Aprender a entenderse es difícil, estamos muy ocupados viviendo, entrenando, sonriendo, haciendo colas, aceptando a los que nos rodean; de vaina cuando cagamos o nos bañamos nos conseguimos con nuestros yo interno y como es muy poco tiempo no profundizamos, nos olvidamos conformándonos con lo superficial, los deseos más básicos, parches perfectos para las angustias y que nos ayudan a tapar una serie de calles con curvas que se conectan y entrelazan y enredan y se hacen autopistas y vuelven a ser carreteras y pasajes que unen a la mente con el corazón; por eso funcionan por separado, es muy pelúo que uno llegue al otro y asimile lo que quiere decirle.

Mi Amiga la Prepago no tiene conectado el corazón con la mente, ella tiene conectada la mente con la cuca, por eso me cuesta tanto entenderla y odio sus juicios de valor y sus consejos errados, y amo que sea tan básica y que me recuerde que mientras a ella la recorre una sola calle de arriba a abajo, a mi me atraviesan millones de caminos que hacen que mi mente no se conecte con mi corazón.

Estaba camino al gimnasio cuando Mi Amiga la Prepago me llamó alterada, iba camino a La Guaira a verse con “un amigo”, dejó a Selena con la abuela e iba autopista abajo a drenar “todo esto que me está pasando”: Elías, el compromiso, la familia de Elías, su nueva familia, el loft en Campo Alegre, una posible boda, el segundo hijo, engordar, dejar el gimnasio, depender económicamente de un hombre, etc.

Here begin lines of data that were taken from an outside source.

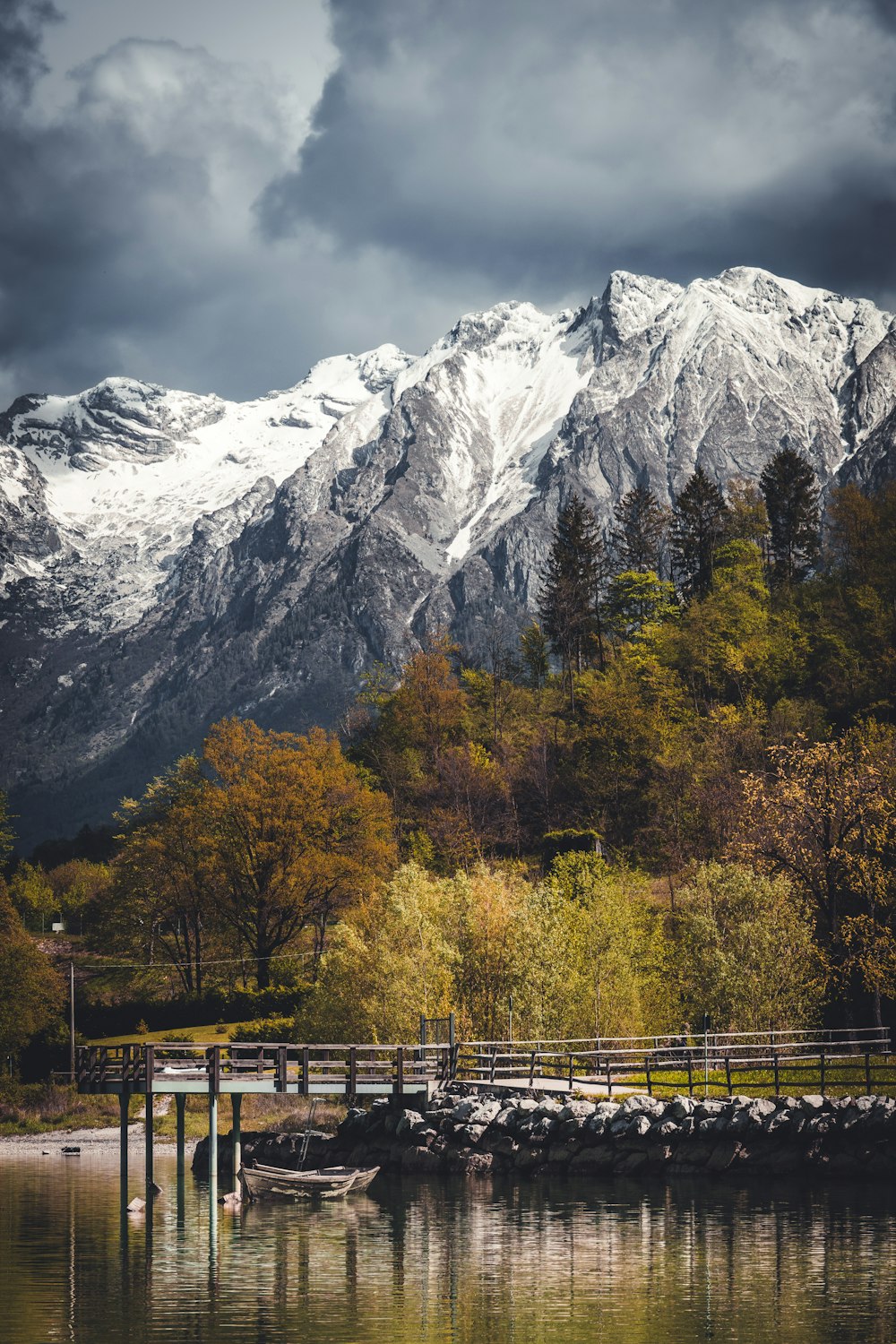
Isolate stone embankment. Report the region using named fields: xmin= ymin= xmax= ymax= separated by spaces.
xmin=194 ymin=1091 xmax=896 ymax=1179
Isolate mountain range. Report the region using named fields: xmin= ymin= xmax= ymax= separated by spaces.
xmin=0 ymin=268 xmax=896 ymax=849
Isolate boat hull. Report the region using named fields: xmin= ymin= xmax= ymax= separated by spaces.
xmin=239 ymin=1163 xmax=379 ymax=1201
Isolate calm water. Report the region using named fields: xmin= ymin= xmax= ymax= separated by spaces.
xmin=0 ymin=1150 xmax=896 ymax=1344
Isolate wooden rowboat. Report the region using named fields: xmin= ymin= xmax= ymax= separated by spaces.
xmin=239 ymin=1163 xmax=379 ymax=1201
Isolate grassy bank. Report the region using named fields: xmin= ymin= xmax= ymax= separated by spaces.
xmin=0 ymin=1082 xmax=142 ymax=1136
xmin=153 ymin=1093 xmax=345 ymax=1139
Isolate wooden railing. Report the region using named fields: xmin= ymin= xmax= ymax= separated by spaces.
xmin=76 ymin=1029 xmax=896 ymax=1097
xmin=76 ymin=1042 xmax=452 ymax=1097
xmin=452 ymin=1027 xmax=896 ymax=1097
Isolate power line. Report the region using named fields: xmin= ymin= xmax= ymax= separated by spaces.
xmin=79 ymin=952 xmax=314 ymax=970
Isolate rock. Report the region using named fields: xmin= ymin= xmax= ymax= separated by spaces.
xmin=469 ymin=1097 xmax=501 ymax=1125
xmin=669 ymin=1097 xmax=696 ymax=1120
xmin=395 ymin=1110 xmax=423 ymax=1139
xmin=559 ymin=1098 xmax=597 ymax=1123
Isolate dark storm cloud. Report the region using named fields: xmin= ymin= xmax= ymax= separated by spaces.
xmin=0 ymin=0 xmax=896 ymax=402
xmin=0 ymin=0 xmax=59 ymax=108
xmin=259 ymin=0 xmax=896 ymax=298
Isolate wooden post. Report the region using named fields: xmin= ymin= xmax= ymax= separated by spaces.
xmin=229 ymin=1093 xmax=243 ymax=1191
xmin=143 ymin=1086 xmax=156 ymax=1203
xmin=68 ymin=961 xmax=75 ymax=1082
xmin=208 ymin=1091 xmax=218 ymax=1185
xmin=118 ymin=1083 xmax=130 ymax=1211
xmin=208 ymin=1046 xmax=220 ymax=1097
xmin=175 ymin=1093 xmax=186 ymax=1182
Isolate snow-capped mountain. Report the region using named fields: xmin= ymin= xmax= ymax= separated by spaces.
xmin=0 ymin=268 xmax=896 ymax=839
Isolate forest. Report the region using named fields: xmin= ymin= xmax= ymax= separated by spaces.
xmin=0 ymin=448 xmax=896 ymax=1070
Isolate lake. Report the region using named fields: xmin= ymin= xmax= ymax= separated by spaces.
xmin=0 ymin=1147 xmax=896 ymax=1344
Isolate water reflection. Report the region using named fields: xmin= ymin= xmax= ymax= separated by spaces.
xmin=0 ymin=1153 xmax=896 ymax=1344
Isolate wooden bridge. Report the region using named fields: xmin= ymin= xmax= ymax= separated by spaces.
xmin=75 ymin=1021 xmax=896 ymax=1202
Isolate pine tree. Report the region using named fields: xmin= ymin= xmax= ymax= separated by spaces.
xmin=538 ymin=495 xmax=607 ymax=706
xmin=759 ymin=448 xmax=821 ymax=585
xmin=672 ymin=467 xmax=727 ymax=597
xmin=610 ymin=486 xmax=670 ymax=575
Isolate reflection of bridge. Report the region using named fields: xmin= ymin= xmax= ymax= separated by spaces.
xmin=76 ymin=1021 xmax=896 ymax=1220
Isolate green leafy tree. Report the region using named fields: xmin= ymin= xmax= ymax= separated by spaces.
xmin=606 ymin=570 xmax=678 ymax=640
xmin=659 ymin=863 xmax=825 ymax=1031
xmin=672 ymin=467 xmax=728 ymax=597
xmin=610 ymin=486 xmax=672 ymax=574
xmin=520 ymin=621 xmax=549 ymax=695
xmin=759 ymin=448 xmax=821 ymax=585
xmin=538 ymin=495 xmax=608 ymax=704
xmin=0 ymin=883 xmax=63 ymax=1056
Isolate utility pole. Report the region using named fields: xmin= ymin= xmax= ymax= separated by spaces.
xmin=68 ymin=961 xmax=75 ymax=1083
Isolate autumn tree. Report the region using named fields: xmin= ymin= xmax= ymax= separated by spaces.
xmin=759 ymin=448 xmax=821 ymax=585
xmin=672 ymin=467 xmax=727 ymax=597
xmin=109 ymin=755 xmax=223 ymax=995
xmin=0 ymin=879 xmax=63 ymax=1058
xmin=202 ymin=719 xmax=395 ymax=988
xmin=297 ymin=863 xmax=454 ymax=1042
xmin=734 ymin=722 xmax=896 ymax=1021
xmin=388 ymin=633 xmax=466 ymax=765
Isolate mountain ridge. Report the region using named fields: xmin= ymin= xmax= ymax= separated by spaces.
xmin=0 ymin=268 xmax=896 ymax=836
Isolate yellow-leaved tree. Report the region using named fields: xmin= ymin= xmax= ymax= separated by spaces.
xmin=202 ymin=719 xmax=395 ymax=988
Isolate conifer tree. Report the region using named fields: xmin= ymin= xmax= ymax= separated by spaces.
xmin=540 ymin=495 xmax=607 ymax=704
xmin=759 ymin=448 xmax=821 ymax=585
xmin=672 ymin=467 xmax=727 ymax=597
xmin=610 ymin=486 xmax=670 ymax=577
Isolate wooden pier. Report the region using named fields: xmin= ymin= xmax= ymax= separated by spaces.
xmin=75 ymin=1019 xmax=896 ymax=1209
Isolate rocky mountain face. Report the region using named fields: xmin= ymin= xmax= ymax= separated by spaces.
xmin=0 ymin=268 xmax=896 ymax=846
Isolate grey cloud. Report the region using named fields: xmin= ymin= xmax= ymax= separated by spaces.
xmin=0 ymin=0 xmax=60 ymax=108
xmin=258 ymin=0 xmax=896 ymax=300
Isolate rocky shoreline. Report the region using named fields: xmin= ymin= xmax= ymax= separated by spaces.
xmin=194 ymin=1090 xmax=896 ymax=1179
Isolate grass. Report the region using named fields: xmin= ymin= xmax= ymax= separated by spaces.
xmin=614 ymin=1055 xmax=896 ymax=1097
xmin=89 ymin=1021 xmax=246 ymax=1046
xmin=153 ymin=1093 xmax=345 ymax=1139
xmin=0 ymin=1082 xmax=142 ymax=1136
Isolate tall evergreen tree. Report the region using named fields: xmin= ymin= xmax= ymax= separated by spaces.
xmin=759 ymin=448 xmax=821 ymax=583
xmin=672 ymin=467 xmax=728 ymax=597
xmin=538 ymin=495 xmax=607 ymax=704
xmin=610 ymin=486 xmax=670 ymax=575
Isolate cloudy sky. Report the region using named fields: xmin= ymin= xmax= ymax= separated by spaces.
xmin=0 ymin=0 xmax=896 ymax=403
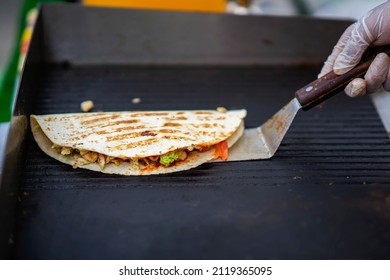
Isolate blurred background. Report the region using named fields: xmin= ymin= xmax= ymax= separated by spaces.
xmin=0 ymin=0 xmax=384 ymax=84
xmin=0 ymin=0 xmax=385 ymax=124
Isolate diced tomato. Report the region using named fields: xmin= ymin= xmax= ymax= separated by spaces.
xmin=214 ymin=141 xmax=228 ymax=160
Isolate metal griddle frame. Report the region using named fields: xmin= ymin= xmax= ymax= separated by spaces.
xmin=0 ymin=5 xmax=389 ymax=258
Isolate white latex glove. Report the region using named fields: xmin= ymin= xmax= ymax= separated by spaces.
xmin=318 ymin=1 xmax=390 ymax=97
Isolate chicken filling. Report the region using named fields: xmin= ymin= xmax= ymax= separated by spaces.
xmin=51 ymin=144 xmax=212 ymax=170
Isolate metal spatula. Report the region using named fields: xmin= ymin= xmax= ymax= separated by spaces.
xmin=228 ymin=46 xmax=390 ymax=161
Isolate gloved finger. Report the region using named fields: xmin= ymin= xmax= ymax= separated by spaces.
xmin=383 ymin=65 xmax=390 ymax=91
xmin=364 ymin=53 xmax=390 ymax=93
xmin=333 ymin=10 xmax=383 ymax=75
xmin=318 ymin=23 xmax=355 ymax=78
xmin=344 ymin=78 xmax=366 ymax=97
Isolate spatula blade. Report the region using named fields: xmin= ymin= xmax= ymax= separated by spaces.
xmin=228 ymin=98 xmax=301 ymax=161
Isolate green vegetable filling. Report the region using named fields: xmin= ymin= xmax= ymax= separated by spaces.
xmin=160 ymin=151 xmax=182 ymax=166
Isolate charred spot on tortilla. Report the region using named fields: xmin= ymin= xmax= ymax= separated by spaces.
xmin=31 ymin=110 xmax=246 ymax=175
xmin=141 ymin=130 xmax=157 ymax=136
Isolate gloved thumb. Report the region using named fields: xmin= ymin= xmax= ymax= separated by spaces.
xmin=333 ymin=11 xmax=383 ymax=75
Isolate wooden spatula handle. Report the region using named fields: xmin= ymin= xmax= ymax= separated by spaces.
xmin=295 ymin=45 xmax=390 ymax=110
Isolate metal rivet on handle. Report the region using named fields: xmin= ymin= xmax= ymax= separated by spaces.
xmin=306 ymin=86 xmax=313 ymax=92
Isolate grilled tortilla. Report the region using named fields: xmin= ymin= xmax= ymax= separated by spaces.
xmin=30 ymin=110 xmax=246 ymax=175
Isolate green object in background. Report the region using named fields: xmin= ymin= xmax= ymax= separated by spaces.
xmin=0 ymin=0 xmax=66 ymax=123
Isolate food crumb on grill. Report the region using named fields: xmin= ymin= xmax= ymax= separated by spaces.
xmin=131 ymin=97 xmax=141 ymax=104
xmin=217 ymin=107 xmax=227 ymax=113
xmin=80 ymin=100 xmax=93 ymax=112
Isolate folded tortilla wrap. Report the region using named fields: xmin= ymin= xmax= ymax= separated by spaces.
xmin=30 ymin=110 xmax=246 ymax=175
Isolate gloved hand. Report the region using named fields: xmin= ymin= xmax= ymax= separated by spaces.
xmin=318 ymin=1 xmax=390 ymax=97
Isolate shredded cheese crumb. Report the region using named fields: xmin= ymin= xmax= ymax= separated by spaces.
xmin=131 ymin=97 xmax=141 ymax=104
xmin=80 ymin=100 xmax=93 ymax=112
xmin=217 ymin=107 xmax=227 ymax=113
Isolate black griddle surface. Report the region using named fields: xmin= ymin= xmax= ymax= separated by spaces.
xmin=15 ymin=65 xmax=390 ymax=259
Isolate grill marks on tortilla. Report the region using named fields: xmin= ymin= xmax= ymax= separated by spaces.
xmin=35 ymin=111 xmax=245 ymax=158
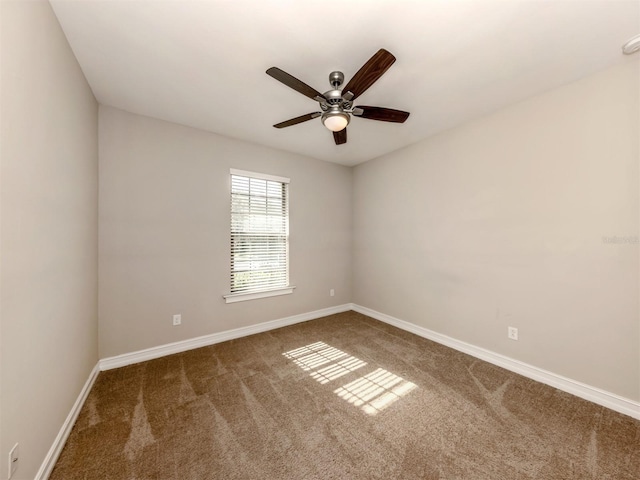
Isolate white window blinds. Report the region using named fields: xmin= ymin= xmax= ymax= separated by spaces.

¿Y no era eso lo que siempre quisiste? le pregunté y no me supo responder: que si era pero no así, que era mucho para este momento, que si era el momento pero no la etapa, que ella necesitaba menos pero a la vez quería más.

¿Quién es ese amigo al que vas a ver? ¿Vas a tirar con él? “Si Italiano, necesito que me cojan vale, Elías lo que hace es hablarle a la barriga y el webote que tiene es un adorno chico, ni se le para, se lo agarro y él lo que quiere es acariciarme la barriga y así yo no puedo”.

¿Y qué le dijiste a Elías? ¿Él sabe que te fuiste a La Guaira? “Si, le dije que aprendiera a ser hombre y me fui”.

Comenzó a entrecortársele la voz y no pudimos hablar más. Yo no pude entrenar, no dejé de pensar en nuestra naturaleza, en la fábula del sapo y el escorpión, en que “las cabras siempre tiran pal’ monte”, en que a veces deseamos cosas y el universo se pasa de pana y no las concede y no sabemos aprovecharla; además de complejos somos malagradecidos ¿por qué el corazón no hace un esfuerzo y manda un bojote de camiones al cerebro para que entienda que ser amado está bien? ¡ser amado es lo normal! que debemos ser consecuentes con lo que queremos y mantenerlo.

Sigo con la tristeza de Mi Amiga la Prepago aquí entre el pecho y la espalda, es como un vacío que pesa y que me hace sentir miserable.